Terraform DSC does not produce Idempotent results - errors on re-run #682

Closed hashibot closed 4 years ago

hashibot commented 6 years ago

This issue was originally opened by @sada-kubsad as hashicorp/terraform#17080. It was migrated here as a result of the provider split. The original body of the issue is below.

Re-running a Terraform script with Azure DSC fails regardless of the DSC changes.

From looking at the DSC log files on the Azure VM, it seems that DSC is not picking up the new config changes.

It works when we deploy everything from scratch but fails when making incremental changes to DSC configs and relaunching from Terraform.
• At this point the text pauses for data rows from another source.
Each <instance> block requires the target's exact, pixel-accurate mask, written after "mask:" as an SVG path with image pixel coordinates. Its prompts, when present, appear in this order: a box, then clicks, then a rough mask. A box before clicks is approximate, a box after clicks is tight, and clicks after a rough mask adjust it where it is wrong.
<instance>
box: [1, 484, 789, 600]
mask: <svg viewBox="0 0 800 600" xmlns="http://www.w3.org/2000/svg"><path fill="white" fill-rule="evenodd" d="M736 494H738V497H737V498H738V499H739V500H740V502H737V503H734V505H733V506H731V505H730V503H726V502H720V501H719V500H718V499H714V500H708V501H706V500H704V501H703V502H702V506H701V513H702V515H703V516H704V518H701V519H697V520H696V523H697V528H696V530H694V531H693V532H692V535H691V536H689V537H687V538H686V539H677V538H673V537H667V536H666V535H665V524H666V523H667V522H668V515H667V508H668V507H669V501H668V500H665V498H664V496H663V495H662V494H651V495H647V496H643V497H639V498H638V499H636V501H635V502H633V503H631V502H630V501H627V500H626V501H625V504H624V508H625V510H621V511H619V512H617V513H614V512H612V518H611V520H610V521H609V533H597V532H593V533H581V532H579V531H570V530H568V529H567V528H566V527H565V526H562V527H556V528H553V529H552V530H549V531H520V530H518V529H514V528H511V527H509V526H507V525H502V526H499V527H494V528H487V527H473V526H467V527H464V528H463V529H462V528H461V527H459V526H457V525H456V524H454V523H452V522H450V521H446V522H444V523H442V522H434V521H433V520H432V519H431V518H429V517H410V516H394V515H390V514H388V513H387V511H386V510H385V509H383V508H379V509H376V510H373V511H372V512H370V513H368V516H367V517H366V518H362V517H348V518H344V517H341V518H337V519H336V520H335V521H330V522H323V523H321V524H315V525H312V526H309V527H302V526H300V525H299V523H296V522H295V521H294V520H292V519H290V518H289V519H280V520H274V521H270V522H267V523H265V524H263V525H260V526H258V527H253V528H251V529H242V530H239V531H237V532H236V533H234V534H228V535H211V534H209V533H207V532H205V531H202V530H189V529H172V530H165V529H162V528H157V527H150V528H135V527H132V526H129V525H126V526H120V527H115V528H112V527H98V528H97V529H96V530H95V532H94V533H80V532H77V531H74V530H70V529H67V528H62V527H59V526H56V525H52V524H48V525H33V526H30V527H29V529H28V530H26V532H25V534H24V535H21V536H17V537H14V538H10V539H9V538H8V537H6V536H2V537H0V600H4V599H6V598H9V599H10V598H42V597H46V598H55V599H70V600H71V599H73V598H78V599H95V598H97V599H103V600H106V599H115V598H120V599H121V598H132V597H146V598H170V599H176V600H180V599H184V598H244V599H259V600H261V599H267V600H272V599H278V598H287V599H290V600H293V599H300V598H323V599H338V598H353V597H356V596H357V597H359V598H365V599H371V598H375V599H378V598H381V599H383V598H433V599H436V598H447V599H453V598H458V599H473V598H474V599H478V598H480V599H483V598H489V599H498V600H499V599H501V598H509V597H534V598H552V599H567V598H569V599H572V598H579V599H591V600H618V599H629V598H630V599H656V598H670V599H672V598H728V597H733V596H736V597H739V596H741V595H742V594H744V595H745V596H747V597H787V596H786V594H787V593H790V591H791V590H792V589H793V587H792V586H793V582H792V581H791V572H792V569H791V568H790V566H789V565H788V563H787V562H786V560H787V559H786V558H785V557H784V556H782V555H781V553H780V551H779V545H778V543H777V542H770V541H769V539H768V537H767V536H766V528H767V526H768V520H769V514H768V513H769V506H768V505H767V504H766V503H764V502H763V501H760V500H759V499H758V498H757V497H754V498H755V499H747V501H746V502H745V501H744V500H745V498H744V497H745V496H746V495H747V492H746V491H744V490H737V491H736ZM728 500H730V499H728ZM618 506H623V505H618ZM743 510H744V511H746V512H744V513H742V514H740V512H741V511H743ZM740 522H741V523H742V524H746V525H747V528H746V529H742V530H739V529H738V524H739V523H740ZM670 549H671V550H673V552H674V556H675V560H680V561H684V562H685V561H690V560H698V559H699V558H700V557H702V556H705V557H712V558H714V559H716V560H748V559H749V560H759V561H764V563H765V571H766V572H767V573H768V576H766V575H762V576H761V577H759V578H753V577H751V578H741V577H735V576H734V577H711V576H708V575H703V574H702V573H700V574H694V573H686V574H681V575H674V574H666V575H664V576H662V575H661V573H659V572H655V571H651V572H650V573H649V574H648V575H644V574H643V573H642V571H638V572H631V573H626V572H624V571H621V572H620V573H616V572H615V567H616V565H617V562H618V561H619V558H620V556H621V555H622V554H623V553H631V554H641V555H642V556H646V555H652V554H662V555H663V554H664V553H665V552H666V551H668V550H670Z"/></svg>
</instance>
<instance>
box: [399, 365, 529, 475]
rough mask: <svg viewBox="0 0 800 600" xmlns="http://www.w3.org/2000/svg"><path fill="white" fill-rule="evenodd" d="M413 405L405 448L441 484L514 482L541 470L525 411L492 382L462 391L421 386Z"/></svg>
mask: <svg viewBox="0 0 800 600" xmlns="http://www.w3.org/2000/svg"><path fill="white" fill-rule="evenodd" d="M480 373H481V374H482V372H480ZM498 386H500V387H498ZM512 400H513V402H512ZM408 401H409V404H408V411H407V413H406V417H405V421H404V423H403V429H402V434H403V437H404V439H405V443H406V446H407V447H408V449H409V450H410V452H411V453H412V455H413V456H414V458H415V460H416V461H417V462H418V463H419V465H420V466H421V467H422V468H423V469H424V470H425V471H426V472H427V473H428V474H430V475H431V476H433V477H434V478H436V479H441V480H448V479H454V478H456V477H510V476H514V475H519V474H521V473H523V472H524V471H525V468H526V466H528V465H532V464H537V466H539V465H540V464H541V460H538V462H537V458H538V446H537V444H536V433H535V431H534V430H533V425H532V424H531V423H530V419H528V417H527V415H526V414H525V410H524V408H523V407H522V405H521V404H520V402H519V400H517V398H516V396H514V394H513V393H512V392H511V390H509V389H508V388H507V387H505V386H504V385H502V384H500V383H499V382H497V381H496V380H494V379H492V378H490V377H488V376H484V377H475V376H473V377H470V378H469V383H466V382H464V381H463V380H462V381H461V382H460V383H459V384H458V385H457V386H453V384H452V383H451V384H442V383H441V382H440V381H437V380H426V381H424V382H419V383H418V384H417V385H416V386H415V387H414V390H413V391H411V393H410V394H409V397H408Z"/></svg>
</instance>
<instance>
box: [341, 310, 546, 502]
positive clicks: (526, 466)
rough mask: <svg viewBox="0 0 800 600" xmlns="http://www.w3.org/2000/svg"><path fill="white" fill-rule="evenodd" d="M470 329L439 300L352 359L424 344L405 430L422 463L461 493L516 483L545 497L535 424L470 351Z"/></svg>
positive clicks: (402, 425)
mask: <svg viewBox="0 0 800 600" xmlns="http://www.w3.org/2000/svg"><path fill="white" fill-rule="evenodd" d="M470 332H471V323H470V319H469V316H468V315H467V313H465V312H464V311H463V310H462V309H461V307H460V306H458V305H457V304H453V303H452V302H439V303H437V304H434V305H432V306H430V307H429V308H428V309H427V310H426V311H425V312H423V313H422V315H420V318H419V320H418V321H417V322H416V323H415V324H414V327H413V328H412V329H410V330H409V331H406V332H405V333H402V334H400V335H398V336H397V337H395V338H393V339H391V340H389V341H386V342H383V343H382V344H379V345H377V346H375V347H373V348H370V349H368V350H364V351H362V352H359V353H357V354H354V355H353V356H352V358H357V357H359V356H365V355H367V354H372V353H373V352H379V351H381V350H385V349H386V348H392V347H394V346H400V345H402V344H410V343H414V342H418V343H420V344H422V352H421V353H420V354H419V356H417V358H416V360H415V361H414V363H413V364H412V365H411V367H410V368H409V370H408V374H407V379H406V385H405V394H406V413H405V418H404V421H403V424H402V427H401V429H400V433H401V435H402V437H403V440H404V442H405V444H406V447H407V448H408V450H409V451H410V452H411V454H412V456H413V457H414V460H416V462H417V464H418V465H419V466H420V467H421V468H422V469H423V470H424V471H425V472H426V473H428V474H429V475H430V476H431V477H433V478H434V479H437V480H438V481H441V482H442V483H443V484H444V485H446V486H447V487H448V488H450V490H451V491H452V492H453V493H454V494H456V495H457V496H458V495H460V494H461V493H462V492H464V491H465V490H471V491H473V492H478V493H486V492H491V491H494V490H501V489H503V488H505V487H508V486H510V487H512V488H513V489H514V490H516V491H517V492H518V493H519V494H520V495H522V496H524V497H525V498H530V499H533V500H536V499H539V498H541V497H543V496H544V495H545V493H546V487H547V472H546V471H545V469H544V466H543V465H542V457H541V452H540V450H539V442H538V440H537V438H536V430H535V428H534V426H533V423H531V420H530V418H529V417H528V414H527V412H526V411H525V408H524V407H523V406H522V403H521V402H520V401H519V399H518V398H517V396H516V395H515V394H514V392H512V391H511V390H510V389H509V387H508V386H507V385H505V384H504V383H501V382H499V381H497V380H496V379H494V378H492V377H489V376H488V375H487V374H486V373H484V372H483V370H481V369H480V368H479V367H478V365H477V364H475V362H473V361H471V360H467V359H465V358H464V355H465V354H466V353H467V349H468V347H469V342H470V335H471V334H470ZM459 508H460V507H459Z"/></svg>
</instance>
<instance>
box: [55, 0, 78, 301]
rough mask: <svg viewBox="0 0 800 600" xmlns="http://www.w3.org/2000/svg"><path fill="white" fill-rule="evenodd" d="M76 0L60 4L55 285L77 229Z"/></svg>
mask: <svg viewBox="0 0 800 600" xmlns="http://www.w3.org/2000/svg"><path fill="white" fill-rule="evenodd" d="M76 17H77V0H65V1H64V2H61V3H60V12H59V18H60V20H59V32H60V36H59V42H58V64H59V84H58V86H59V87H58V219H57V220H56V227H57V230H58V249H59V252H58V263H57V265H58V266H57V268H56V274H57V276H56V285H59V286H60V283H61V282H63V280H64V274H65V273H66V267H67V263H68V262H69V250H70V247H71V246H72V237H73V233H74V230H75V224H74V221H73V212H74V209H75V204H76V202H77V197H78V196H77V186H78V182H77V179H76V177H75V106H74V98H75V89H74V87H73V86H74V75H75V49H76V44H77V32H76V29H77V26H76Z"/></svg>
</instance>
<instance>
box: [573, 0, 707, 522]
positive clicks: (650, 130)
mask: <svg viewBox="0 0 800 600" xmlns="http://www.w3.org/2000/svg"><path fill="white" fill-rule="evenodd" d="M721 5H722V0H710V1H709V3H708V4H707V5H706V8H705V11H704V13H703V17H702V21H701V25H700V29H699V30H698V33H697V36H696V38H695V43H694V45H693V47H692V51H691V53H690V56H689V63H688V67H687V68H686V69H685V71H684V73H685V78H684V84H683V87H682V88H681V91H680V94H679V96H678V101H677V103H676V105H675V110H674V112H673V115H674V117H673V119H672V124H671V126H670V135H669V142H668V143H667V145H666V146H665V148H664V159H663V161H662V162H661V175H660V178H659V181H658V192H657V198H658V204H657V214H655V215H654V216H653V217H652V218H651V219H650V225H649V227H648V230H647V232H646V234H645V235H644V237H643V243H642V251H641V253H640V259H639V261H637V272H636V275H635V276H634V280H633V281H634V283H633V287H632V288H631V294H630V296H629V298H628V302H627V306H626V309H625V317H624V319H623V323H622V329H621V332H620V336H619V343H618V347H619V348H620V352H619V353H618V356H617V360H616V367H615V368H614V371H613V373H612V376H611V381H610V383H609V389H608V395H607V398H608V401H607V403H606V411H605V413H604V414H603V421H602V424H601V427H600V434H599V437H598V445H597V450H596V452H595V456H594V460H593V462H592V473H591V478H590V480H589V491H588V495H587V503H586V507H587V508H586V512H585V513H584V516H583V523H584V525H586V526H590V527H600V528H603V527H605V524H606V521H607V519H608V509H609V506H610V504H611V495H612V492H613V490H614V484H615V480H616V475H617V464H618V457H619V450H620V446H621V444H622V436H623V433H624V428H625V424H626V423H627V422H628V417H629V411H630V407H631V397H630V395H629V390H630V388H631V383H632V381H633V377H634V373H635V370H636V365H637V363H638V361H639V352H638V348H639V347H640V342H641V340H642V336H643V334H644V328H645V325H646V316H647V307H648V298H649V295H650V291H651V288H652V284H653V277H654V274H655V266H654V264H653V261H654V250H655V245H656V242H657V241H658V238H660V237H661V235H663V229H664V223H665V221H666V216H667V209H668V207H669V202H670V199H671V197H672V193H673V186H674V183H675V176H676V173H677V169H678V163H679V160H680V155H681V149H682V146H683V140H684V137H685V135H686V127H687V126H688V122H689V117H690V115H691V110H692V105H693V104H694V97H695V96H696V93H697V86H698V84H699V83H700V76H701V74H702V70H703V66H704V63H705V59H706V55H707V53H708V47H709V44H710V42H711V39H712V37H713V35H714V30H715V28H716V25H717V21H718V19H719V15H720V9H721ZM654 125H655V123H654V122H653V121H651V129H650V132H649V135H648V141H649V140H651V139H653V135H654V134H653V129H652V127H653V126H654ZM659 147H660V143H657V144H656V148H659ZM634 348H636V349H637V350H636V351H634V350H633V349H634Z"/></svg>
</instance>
Please see below for details:

Terraform Version


Terraform Configuration Files

resource "azurerm_virtual_machine_extension"  "example_DSC" {
    name = "${var.customerAcronym}-${var.environment}-${var.machineAcronyms["example"]}-dsc"
    location = "${var.location}"
    resource_group_name = "${azurerm_resource_group.rg.name}"
    publisher ="Microsoft.Powershell"
    type ="DSC"
    type_handler_version = "${var.dsc_extension}"
    auto_upgrade_minor_version = true
    depends_on = ["azurerm_virtual_machine.example"]
    settings = <<SETTINGS
        "configuration": {
            "url": "${var.resourceStore["fileShareUrl"]}${var.resourceStore["dscArchiveName"]}${var.azureCredentials["storageKey"]}",
            "function": "example",
            "script": "example.ps1"
        "configurationArguments": {

    protected_settings = <<PROTECTED_SETTINGS
        "configurationArguments": {

Debug Output

azurerm_virtual_machine_extension.ArcGIS_Server_DSC: Still creating... (1m0s elapsed)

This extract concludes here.